I think it's as simple as the separation of church and state commanded by the First Amendment to the Constitution. Not only can they not declare a religious holiday a legal holiday but they can't put a soldier's memorial in a public park. That happened in a rural town of 7,000 that I covered for the newspaper. They let a veterans' group put up a little memorial and it was of a soldier kneeling at a grave, and the sculpture had a big cross on it.
Someone on the city council thought that might be seen as mingling church and state, so they removed the memorial. Then protesters picketed the decision and filled the town with Popsicle-stick crosses. So the city put the monument back.

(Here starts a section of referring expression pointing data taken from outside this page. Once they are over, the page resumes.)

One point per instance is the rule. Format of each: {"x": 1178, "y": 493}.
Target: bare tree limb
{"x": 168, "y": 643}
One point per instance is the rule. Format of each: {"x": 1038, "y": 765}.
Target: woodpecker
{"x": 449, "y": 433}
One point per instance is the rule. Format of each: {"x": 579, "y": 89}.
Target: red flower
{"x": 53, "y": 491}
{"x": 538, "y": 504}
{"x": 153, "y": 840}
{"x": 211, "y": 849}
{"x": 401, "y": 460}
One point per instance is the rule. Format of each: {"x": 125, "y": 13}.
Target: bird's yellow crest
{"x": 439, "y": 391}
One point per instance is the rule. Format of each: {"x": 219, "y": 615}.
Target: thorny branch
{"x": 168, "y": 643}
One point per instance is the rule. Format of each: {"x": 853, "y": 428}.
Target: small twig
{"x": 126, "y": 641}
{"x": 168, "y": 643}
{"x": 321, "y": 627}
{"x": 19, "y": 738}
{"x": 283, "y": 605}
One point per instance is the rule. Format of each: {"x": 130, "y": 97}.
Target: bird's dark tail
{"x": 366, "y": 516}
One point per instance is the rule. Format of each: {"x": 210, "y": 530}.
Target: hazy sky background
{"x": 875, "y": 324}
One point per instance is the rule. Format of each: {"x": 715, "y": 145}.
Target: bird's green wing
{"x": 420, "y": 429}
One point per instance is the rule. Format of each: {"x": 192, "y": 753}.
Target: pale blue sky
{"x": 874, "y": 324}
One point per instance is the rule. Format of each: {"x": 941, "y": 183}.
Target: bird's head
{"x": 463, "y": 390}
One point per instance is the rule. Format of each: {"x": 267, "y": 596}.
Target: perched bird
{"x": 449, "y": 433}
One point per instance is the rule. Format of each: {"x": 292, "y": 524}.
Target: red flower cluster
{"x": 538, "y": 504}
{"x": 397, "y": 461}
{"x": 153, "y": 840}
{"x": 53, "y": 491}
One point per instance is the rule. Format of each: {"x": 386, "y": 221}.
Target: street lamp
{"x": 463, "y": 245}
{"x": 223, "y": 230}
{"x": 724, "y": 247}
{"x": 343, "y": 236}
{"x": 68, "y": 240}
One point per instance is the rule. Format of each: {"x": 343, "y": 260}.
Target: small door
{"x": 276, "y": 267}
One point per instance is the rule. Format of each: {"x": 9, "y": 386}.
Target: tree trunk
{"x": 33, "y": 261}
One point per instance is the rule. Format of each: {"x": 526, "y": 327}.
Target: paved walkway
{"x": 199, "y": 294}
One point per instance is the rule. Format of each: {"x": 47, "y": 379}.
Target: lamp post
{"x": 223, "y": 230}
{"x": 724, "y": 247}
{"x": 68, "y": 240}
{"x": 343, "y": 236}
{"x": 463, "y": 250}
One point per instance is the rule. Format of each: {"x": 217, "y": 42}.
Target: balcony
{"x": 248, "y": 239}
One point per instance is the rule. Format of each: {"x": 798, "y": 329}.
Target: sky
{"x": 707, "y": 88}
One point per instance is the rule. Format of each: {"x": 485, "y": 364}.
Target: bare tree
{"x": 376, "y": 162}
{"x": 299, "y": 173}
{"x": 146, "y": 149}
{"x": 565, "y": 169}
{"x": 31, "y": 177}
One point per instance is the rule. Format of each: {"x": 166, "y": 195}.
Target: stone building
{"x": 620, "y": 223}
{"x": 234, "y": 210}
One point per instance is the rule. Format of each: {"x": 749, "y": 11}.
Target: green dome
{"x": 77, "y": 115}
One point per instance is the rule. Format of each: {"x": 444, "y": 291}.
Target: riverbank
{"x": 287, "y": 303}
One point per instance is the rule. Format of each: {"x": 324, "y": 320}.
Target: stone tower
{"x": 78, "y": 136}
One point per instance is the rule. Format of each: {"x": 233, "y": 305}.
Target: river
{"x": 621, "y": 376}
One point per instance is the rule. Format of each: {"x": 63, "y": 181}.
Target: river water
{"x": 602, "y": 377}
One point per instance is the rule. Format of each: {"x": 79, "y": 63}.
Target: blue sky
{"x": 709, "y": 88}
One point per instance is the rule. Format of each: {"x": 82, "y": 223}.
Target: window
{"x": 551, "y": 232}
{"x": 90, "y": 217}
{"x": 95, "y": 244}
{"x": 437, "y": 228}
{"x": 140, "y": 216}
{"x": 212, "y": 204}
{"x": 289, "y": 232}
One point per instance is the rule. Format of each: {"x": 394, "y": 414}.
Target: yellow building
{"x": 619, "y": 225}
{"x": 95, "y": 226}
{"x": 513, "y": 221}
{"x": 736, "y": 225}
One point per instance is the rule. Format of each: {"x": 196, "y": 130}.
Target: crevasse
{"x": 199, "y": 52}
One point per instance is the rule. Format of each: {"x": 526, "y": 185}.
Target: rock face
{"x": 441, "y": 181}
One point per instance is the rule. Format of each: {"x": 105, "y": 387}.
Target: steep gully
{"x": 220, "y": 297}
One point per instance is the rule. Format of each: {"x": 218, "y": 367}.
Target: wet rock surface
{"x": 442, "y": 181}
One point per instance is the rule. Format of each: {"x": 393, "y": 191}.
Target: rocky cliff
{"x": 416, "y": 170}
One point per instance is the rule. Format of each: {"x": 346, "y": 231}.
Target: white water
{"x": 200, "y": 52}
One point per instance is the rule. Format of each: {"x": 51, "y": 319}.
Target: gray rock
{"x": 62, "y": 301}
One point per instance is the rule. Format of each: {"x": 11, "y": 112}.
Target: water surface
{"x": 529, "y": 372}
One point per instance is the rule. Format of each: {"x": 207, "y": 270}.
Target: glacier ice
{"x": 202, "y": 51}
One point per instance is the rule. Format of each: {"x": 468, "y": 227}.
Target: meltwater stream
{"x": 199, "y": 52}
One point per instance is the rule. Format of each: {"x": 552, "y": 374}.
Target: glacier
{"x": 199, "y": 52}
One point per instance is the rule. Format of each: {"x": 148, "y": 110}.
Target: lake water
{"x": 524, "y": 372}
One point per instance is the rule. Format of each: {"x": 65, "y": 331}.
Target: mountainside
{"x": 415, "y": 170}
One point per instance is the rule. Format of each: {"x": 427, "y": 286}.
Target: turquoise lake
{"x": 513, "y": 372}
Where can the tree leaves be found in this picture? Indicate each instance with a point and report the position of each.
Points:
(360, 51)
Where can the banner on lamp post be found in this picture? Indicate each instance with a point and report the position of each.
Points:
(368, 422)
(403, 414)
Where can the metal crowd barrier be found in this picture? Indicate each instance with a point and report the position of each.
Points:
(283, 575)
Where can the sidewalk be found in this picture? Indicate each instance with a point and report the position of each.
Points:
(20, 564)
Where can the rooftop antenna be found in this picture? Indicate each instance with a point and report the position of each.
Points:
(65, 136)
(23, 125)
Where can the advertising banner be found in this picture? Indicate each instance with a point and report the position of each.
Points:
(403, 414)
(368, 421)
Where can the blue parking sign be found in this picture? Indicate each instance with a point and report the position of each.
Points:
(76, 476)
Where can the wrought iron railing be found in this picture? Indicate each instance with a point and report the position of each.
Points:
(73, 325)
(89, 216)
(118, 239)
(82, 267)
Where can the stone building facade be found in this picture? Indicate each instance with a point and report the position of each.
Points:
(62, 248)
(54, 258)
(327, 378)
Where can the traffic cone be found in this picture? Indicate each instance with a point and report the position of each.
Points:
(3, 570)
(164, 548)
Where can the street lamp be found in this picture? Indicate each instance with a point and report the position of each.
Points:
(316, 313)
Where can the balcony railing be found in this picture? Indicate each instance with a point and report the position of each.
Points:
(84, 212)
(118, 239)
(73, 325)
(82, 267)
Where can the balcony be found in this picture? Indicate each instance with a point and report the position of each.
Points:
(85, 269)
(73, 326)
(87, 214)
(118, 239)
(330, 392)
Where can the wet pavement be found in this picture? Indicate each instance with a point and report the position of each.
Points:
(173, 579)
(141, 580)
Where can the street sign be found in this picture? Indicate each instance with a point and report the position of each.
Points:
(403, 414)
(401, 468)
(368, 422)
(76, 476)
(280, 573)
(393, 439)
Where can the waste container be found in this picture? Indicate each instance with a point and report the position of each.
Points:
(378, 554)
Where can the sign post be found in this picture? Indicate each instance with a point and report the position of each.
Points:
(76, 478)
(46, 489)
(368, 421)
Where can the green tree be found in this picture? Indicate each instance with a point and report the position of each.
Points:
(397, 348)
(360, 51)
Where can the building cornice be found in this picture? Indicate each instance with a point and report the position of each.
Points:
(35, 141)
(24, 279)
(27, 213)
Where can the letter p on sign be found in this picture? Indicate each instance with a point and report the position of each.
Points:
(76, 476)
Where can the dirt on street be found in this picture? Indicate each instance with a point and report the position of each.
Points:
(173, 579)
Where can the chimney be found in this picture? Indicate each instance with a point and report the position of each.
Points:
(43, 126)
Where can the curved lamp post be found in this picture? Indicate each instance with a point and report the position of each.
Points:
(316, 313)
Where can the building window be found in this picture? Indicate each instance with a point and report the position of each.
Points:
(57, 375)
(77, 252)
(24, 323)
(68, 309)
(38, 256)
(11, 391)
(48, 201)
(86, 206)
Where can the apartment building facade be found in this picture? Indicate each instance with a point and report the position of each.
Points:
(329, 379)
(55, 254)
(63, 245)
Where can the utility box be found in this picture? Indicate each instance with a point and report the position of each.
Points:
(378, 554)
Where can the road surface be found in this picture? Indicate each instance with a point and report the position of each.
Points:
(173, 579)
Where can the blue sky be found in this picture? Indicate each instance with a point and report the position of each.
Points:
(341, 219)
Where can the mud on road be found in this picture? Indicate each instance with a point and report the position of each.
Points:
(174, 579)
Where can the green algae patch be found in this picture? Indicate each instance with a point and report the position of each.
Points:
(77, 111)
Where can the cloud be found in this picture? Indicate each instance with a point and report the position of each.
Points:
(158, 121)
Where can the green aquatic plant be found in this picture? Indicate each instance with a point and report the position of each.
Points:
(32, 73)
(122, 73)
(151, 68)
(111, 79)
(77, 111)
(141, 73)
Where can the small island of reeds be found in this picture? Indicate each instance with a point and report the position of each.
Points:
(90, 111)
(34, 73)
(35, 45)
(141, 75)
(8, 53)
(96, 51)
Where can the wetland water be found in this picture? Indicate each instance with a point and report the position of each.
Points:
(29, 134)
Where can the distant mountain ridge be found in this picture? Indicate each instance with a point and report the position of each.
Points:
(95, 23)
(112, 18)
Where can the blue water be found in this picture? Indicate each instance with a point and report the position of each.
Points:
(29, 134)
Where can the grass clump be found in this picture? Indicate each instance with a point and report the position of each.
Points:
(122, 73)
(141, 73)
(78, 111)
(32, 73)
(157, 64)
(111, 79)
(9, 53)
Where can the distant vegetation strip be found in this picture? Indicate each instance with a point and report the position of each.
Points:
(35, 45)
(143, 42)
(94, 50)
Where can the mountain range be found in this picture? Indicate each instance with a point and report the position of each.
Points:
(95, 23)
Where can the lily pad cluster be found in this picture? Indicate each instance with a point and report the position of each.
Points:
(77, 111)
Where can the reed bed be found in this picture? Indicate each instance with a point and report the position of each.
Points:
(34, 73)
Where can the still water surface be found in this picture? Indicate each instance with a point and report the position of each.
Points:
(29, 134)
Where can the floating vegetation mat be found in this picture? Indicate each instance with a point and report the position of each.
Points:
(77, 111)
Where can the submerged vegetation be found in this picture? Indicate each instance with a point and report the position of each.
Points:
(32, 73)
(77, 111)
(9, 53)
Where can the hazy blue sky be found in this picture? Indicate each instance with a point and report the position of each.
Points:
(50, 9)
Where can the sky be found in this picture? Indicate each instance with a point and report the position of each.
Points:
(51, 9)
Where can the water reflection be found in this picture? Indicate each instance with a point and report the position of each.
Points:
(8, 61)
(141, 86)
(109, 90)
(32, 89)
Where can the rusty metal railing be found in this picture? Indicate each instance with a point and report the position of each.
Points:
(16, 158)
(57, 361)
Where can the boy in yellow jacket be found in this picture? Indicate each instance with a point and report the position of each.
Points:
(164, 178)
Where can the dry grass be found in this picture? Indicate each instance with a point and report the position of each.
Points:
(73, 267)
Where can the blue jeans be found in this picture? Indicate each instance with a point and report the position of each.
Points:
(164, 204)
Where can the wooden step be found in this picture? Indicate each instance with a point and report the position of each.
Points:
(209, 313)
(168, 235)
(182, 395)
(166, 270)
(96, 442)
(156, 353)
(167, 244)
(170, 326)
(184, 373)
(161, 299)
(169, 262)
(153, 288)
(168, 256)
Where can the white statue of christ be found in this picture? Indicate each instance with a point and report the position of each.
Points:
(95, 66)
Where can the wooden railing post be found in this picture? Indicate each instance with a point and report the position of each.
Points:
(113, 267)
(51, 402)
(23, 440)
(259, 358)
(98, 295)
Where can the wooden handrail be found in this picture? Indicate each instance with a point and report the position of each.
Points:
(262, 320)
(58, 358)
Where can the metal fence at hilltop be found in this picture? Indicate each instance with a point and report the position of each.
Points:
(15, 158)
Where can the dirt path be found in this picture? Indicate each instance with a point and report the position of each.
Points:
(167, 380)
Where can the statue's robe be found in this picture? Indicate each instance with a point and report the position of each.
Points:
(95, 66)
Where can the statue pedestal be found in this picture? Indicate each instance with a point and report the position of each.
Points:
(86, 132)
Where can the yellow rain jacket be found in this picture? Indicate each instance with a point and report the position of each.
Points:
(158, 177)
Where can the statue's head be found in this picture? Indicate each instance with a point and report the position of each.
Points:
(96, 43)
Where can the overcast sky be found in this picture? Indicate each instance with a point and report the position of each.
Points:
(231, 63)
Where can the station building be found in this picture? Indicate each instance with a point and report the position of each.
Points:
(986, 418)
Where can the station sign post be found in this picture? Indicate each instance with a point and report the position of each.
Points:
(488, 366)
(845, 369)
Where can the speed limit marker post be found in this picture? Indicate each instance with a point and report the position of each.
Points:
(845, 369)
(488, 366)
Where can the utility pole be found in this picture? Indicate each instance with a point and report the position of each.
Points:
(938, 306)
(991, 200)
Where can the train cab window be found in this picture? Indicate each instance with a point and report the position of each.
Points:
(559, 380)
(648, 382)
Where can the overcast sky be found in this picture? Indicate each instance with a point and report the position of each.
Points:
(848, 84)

Then the Satanic Temple got involved. They insisted on being able to put up a monument of their own. So the city declared a small portion of the park a place for rotating memorials that would stand for a few months apiece. The city said OK to the Satanists, which then of course led to more local protests. So the city council killed the whole idea. So -- and this is where I came in to report the story -- the Satanic Temple was suing the city for reneging on its promise, because they'd already constructed the memorial.
When first assigned this story I said I thought there's no such thing as real Satanists, that nobody sincerely worships a figure of evil, that people who call themselves Satanists were poseurs who want to be scary and contrarian like the band Black Sabbath or something. Well, turns out I was partly right, except that the Satanic Temple itself doesn't seriously claim to worship or even believe in any non-scientifically-provable figures, such as Satan. Their whole purpose is to combat mingling of church and state, as they explain on their website and as I heard when I talked to the co-founder on the phone.
Basically they're the ACLU with a more provocative and attention-grabbing approach. The Temple is based in NYC and is subject of a recent documentary. The monument they made to put in the small town was, I thought, tasteful: a black stone cube etched with a pentagram and topped with an upside-down soldier's helmet.
This little town was literally the first place they would have ever put a monument of any kind. But while the city wavered back and forth they got in a similar spat in Chicago and in that case their monument was a giant sculpture of a goat-headed man. Maybe some of you know who this figure is -- something that starts with B, I believe. Far less tasteful than the other one, IMO.